No plano ideológico, é a noção de que os ideais revolucionários são mais que perspectivas e visões de mundo que podem ser abraçadas, mas também impostas por uma crescente coletividade que mais e mais vai tornando-se hegemônica, até que a aceitação da ideologia deixa de ser uma livre opção. Assim, haja visto a crescente modernização de idéias e queda dos valores conservadores ocorridas nos últimos anos, bem como sua recente reação, com o surgimento de novos nacionalismos e governos alinhados à direita, passou inconscientemente à produção artística fazendo estourar o gênero zumbi na cultura popular.

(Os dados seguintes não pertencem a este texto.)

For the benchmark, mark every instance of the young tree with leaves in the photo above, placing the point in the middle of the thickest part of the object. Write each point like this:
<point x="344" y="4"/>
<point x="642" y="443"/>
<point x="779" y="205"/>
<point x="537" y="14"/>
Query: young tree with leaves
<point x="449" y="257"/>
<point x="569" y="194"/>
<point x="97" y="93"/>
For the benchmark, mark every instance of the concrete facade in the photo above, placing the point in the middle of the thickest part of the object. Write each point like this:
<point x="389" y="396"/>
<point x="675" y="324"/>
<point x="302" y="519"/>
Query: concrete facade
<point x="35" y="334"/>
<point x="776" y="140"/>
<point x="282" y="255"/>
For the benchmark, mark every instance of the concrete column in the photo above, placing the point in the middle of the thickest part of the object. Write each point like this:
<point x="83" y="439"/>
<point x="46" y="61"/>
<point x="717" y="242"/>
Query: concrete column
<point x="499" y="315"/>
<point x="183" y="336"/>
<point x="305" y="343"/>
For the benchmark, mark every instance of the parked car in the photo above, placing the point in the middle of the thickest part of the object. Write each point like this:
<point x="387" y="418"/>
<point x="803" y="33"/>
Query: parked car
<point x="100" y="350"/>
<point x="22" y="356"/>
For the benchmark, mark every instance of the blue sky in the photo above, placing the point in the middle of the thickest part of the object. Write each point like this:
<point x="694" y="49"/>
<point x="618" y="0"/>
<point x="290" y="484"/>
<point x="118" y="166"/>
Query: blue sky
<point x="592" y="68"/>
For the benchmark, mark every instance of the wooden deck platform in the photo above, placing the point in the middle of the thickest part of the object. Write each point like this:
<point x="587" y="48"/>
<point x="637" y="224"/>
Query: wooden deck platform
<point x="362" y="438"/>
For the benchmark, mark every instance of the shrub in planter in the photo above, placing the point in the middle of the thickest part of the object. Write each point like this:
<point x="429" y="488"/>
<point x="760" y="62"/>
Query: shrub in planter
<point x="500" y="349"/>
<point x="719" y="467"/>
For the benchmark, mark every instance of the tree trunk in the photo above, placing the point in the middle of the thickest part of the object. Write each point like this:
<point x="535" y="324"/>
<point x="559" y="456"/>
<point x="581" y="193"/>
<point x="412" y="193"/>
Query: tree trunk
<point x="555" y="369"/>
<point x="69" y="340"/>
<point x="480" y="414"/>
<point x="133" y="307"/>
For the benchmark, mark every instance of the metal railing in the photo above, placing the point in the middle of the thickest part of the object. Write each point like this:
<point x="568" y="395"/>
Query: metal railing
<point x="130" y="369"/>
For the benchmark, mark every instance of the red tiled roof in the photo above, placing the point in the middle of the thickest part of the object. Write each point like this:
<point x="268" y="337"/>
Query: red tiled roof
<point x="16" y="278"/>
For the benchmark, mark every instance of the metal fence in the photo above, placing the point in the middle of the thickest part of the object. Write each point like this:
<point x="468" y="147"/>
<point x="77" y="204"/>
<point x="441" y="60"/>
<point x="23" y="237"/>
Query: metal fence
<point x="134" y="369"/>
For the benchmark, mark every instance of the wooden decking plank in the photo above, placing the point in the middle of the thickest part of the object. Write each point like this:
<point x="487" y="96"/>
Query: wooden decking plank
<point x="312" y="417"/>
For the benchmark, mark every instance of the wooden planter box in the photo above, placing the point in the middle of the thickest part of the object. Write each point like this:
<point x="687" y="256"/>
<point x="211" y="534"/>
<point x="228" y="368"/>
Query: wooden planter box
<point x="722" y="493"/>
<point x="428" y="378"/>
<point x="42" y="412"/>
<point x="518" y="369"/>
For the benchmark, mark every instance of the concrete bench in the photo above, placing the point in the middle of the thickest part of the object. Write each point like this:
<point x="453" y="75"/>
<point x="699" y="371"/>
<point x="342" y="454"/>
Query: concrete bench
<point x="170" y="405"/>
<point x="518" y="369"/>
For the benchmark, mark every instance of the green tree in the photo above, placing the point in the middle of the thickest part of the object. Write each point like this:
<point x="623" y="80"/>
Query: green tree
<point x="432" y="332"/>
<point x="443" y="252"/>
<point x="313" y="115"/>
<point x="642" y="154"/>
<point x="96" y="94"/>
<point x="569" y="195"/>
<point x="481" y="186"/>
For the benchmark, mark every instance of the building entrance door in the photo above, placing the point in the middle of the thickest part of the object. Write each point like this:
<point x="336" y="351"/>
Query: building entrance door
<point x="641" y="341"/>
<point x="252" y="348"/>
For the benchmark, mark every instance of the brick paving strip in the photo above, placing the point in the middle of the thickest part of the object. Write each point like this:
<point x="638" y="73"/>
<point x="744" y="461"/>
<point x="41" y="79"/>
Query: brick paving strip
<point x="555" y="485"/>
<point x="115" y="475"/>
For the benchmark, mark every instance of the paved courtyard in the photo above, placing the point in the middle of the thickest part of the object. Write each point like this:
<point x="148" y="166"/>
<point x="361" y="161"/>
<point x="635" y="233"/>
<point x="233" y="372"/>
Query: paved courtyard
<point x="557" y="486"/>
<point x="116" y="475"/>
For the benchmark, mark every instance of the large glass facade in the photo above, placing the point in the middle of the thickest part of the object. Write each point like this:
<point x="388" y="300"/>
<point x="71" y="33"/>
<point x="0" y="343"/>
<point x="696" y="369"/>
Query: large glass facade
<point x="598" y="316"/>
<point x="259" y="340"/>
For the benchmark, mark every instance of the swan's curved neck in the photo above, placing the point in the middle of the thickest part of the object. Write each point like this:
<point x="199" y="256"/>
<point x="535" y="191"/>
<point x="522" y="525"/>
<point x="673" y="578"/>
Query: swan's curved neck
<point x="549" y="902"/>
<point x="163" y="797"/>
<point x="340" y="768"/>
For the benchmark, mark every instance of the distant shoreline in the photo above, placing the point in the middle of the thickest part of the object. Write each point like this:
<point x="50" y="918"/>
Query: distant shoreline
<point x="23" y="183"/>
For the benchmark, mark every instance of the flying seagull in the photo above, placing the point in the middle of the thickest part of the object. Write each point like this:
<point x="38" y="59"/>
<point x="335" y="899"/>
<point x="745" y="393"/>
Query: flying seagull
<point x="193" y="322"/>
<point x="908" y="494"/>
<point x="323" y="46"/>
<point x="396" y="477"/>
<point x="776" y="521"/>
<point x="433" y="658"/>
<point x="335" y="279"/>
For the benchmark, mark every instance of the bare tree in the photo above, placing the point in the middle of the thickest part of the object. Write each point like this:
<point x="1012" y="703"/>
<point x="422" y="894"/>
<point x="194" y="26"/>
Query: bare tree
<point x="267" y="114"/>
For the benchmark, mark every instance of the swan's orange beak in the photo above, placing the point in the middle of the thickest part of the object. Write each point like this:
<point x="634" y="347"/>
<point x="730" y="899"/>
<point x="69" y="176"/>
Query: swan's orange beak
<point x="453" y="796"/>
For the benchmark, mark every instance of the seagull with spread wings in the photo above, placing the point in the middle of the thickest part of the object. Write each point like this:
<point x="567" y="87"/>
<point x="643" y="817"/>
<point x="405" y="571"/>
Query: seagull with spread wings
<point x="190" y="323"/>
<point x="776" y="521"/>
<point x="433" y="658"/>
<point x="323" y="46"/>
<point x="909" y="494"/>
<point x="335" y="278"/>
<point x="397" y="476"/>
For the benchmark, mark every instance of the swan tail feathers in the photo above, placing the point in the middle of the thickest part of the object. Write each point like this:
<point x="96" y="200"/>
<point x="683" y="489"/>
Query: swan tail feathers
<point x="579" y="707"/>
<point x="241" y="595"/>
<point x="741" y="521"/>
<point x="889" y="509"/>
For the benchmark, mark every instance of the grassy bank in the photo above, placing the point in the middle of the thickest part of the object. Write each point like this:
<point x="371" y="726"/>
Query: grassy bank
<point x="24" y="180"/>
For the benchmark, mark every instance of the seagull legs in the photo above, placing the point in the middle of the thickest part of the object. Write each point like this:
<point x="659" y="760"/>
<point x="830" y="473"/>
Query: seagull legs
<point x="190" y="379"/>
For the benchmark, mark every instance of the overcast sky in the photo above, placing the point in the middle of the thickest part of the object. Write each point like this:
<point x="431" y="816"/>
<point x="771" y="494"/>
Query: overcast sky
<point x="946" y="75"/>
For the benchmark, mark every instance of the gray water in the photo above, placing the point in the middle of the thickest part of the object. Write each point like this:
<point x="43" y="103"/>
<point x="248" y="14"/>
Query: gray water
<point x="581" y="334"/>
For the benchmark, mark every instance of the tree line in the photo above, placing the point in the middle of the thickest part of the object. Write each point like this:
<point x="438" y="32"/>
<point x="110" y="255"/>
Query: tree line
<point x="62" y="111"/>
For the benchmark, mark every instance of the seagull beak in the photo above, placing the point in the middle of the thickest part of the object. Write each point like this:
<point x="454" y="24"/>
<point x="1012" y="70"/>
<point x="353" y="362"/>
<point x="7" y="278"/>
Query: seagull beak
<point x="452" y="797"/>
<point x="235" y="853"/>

Não por acaso o gênero vampiro é bem mais antigo, tendo surgido ainda na época de uma nobreza decadente, embora as grandes revoluções populares já estivessem em andamento mesmo que sem a rápida circulação global de idéias da atualidade. São um gênero clássico que tem na obra de Bram Stoker sua primeira grande literatura, mas que já era popular por meio de mitos e lendas bastante disseminados.
Por outro lado, o gênero zumbi encontrou grande repercussão somente após meados do século XX, por meio de cineastas como George A. Romero e Dan O'bannon.
VAMPIROS PÓS APOCALIPTICOS
Eu Sou A Lenda, de Richard Matheson, no caso a versão livro original que é totalmente diferente do filme com Will Smith, faz exatamente a fusão dos gêneros zumbi e vampiro, pegando as criaturas do último com a perspectiva apocalíptica do primeiro. E por isso mesmo coloca pela primeira vez não apenas a idéia de "fim do mundo", mas também do surgimento de uma nova ordem, totalmente diferente.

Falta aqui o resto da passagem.